When I worked for HSE I had a somewhat similar case which ended up with a dead body.

- joiner (or carpenter to some) working in flat being renovated fell a maximum of 340mm where a floor board had been necessarily removed. So, he twisted his ankle. Then that injury was exacerbated when he stumbled on the edge of the pavement in the street. Then he ended up in hospital, an embolism followed and he died. The general consensus was that there was no convinceing argument to say that the embolism would not have happened if the joiner hadn't taken the initial fall.

In contrast when the painter fell 1.5m off a trestle scaffold, nobody had a firm opinion as to whether the heart attack which resulted in his death had occurred before he fell or as a consequence of the fall. We added it to the fatality statistics anyway.

P

thanks 3 users thanked peter gotch for this useful post.
Martin Fieldingt on 03/03/2023(UTC), Kate on 03/03/2023(UTC), MikeKelly on 04/03/2023(UTC)
MikeKelly  
#5 Posted : 04 March 2023 11:10:58(UTC)
Rank: Super forum user
MikeKelly

Yes, as you would expect, the law has a latin phrase--novus actus interveniens-new act intervening, of course 

Important as pointed out by Peter and Andrew above.

[Latin: a new intervening act (or cause)]

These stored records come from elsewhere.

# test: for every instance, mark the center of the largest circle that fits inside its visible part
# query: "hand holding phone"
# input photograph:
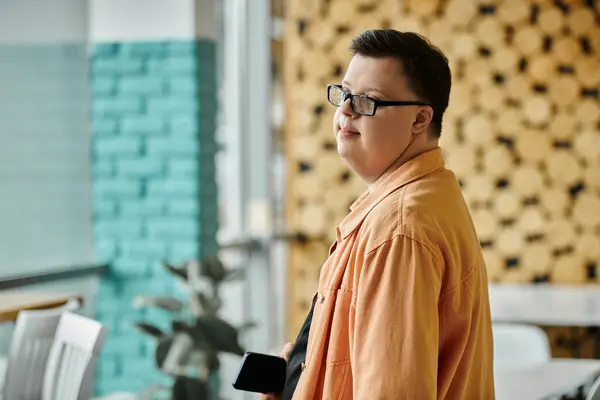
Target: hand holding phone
(273, 391)
(261, 373)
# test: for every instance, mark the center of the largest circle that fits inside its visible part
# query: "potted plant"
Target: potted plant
(189, 351)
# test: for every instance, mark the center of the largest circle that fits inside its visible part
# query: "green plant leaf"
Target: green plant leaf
(180, 272)
(213, 268)
(150, 330)
(212, 333)
(247, 326)
(180, 326)
(212, 362)
(188, 388)
(162, 350)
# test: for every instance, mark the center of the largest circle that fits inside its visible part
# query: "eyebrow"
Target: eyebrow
(367, 89)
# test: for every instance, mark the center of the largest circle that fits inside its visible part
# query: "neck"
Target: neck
(410, 153)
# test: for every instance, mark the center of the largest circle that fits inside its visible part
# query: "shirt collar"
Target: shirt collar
(410, 171)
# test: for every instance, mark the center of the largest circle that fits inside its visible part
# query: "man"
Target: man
(402, 309)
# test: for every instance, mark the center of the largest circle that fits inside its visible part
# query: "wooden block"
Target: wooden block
(422, 8)
(586, 210)
(489, 32)
(527, 180)
(312, 219)
(537, 258)
(560, 233)
(340, 52)
(587, 111)
(479, 72)
(533, 145)
(587, 145)
(563, 125)
(307, 188)
(531, 221)
(517, 276)
(513, 12)
(329, 167)
(440, 34)
(529, 40)
(594, 38)
(569, 269)
(563, 168)
(537, 109)
(588, 246)
(591, 176)
(507, 204)
(322, 34)
(509, 122)
(542, 67)
(479, 187)
(339, 13)
(489, 98)
(461, 159)
(505, 59)
(485, 223)
(518, 88)
(460, 12)
(551, 21)
(581, 20)
(478, 131)
(463, 46)
(587, 71)
(510, 242)
(555, 201)
(566, 49)
(316, 61)
(461, 99)
(497, 162)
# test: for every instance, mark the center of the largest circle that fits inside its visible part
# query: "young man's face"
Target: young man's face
(370, 144)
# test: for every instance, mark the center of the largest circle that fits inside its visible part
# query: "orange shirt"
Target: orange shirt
(402, 309)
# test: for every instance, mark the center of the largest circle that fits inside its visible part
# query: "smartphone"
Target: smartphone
(261, 373)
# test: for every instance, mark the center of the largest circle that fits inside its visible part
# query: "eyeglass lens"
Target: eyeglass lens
(360, 104)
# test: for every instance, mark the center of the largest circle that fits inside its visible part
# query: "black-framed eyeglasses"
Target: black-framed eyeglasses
(362, 104)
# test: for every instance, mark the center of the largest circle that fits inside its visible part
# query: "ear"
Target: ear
(422, 120)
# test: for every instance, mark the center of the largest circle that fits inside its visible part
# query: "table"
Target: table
(552, 379)
(545, 304)
(13, 301)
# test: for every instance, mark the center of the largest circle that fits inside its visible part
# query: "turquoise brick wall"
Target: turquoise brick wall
(155, 193)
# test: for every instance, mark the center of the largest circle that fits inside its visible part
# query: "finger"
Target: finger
(287, 350)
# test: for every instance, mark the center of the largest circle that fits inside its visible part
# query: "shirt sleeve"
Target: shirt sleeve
(394, 323)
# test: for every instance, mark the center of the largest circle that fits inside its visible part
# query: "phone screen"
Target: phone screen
(261, 373)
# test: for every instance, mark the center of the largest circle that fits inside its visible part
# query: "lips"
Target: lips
(347, 130)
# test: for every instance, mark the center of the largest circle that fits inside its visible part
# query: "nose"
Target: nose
(346, 109)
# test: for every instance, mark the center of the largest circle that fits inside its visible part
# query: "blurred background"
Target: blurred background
(170, 165)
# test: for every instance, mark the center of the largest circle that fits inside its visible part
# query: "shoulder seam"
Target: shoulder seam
(463, 280)
(399, 234)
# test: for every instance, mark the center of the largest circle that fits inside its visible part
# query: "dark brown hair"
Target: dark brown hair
(424, 65)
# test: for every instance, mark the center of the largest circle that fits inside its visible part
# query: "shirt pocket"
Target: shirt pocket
(337, 380)
(338, 349)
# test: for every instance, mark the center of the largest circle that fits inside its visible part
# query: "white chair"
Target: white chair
(73, 358)
(594, 392)
(519, 345)
(31, 342)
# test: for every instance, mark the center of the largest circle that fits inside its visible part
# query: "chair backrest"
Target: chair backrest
(73, 358)
(594, 392)
(519, 345)
(31, 342)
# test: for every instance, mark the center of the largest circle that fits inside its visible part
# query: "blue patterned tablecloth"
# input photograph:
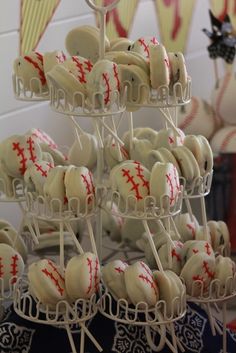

An act or event that breaks the causal connection between a wrong or crime committed by the defendant and subsequent happenings and therefore relieves the defendant from responsibility for these happenings. In tort the chain of causation may be broken by the claimant (McKew v Holland [1969] 3 A11 ER 1621 (HL), natural events (Carslogie Steamship Co Ltd v Royal Norwegian Government [1952] AC 292 (HL), or a third party (Knightley v Johns [1982] 1 WLR 349 (CA).